The thing I enjoy the most about this most recent string of Marvel movies, even more than their masterful execution, is that the filmmakers were given enough freedom to put forward actual themes and messages behind the special-effects filled action scenes.
‘Thor: Ragnarok?’ Surprise, it’s about a colonial empire-building and how a nation built on violence and bones of the oppressed doesn’t deserve to exist! ‘Black Panther’? Surprise, afro-futurist philosophies manifest, along with discussions of pan-africanism and people’s responsibility towards their diasporas when they are marginalised!
So, does ‘Captain Marvel’ have a covert theme smuggled underneath its super heroic veneer? Not that it necessarily needed one – being the first Marvel movie spearheaded by a solo female character would have been accomplishment enough, But yes, captain Marvel does have something more to say. The surprise theme this time is about challenging colonialist brainwashing and narratives, intertwined with Carol’s journey to reconcile her past, while discovering herself and her powers. The story also touches on the repercussions of colonialist mentalities, and the refugees that result from them. Refreshing, also, is the way that refugees in the movie are explicitly and unquestionably treated as people deserving of help and a home. As much as equating the struggles of marginalised communities to fictional groups is a hard thing to do, in this case I felt that it was handled with a skilful touch.
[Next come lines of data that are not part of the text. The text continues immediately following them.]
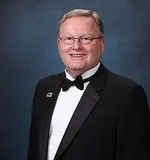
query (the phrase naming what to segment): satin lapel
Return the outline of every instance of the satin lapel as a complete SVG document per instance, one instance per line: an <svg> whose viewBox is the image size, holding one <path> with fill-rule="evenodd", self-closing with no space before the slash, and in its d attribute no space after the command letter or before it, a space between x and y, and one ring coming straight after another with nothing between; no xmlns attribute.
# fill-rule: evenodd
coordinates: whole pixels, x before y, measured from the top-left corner
<svg viewBox="0 0 150 160"><path fill-rule="evenodd" d="M102 98L105 82L107 78L107 72L104 66L96 72L95 76L86 88L72 118L67 127L65 135L61 141L54 160L57 160L61 154L65 151L67 146L71 143L75 135L78 133L80 127L90 114L95 104Z"/></svg>
<svg viewBox="0 0 150 160"><path fill-rule="evenodd" d="M40 129L39 129L40 132L39 152L42 160L47 160L49 128L50 128L52 113L56 104L58 94L61 89L61 76L56 77L56 79L53 82L50 81L50 83L48 79L45 84L45 89L42 93L44 98L42 100L42 104L40 104L42 105L40 106L42 109L40 113Z"/></svg>

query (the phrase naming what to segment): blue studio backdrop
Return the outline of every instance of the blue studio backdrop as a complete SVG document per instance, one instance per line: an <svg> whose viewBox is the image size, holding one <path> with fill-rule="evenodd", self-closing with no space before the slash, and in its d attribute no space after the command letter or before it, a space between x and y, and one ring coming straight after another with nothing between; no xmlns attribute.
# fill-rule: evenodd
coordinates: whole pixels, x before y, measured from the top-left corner
<svg viewBox="0 0 150 160"><path fill-rule="evenodd" d="M64 69L57 23L74 8L100 13L103 63L142 84L150 104L149 0L1 0L0 160L26 160L34 89L40 78Z"/></svg>

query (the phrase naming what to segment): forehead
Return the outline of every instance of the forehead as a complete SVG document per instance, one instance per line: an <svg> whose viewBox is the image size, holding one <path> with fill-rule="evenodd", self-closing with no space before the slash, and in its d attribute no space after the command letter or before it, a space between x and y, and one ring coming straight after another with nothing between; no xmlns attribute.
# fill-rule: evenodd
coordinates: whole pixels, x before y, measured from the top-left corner
<svg viewBox="0 0 150 160"><path fill-rule="evenodd" d="M66 19L59 28L63 34L94 34L99 31L98 26L92 17L77 16Z"/></svg>

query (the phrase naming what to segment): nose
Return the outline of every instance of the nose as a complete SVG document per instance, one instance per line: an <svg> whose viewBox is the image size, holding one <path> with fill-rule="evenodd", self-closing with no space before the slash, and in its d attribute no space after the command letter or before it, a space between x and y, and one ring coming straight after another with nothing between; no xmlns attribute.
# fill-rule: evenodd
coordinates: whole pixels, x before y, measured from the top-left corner
<svg viewBox="0 0 150 160"><path fill-rule="evenodd" d="M78 38L75 39L72 47L73 47L74 50L78 50L81 47L81 43L80 43L80 40Z"/></svg>

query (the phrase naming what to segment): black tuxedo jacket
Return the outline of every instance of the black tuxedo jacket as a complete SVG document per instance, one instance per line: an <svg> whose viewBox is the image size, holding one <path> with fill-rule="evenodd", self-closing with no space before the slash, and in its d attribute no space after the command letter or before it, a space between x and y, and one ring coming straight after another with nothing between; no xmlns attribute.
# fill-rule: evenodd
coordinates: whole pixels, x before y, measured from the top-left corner
<svg viewBox="0 0 150 160"><path fill-rule="evenodd" d="M63 74L42 79L36 87L28 160L47 160L50 122ZM150 113L143 88L101 64L54 160L150 160Z"/></svg>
The denouement of Carol’s character arc felt very apt for her character. It has been criticised for not being a satisfactory climax for a superhero’s journey, but personally, I adored the fact that the film culminates to Carol recognising that she doesn’t have anything to prove to any (male) authority figures in her life. It feels like a very deliberate choice, a message for both the characters and the audience: ‘Captain Marvel’ is here to stay, and she doesn’t care what you have to say about it.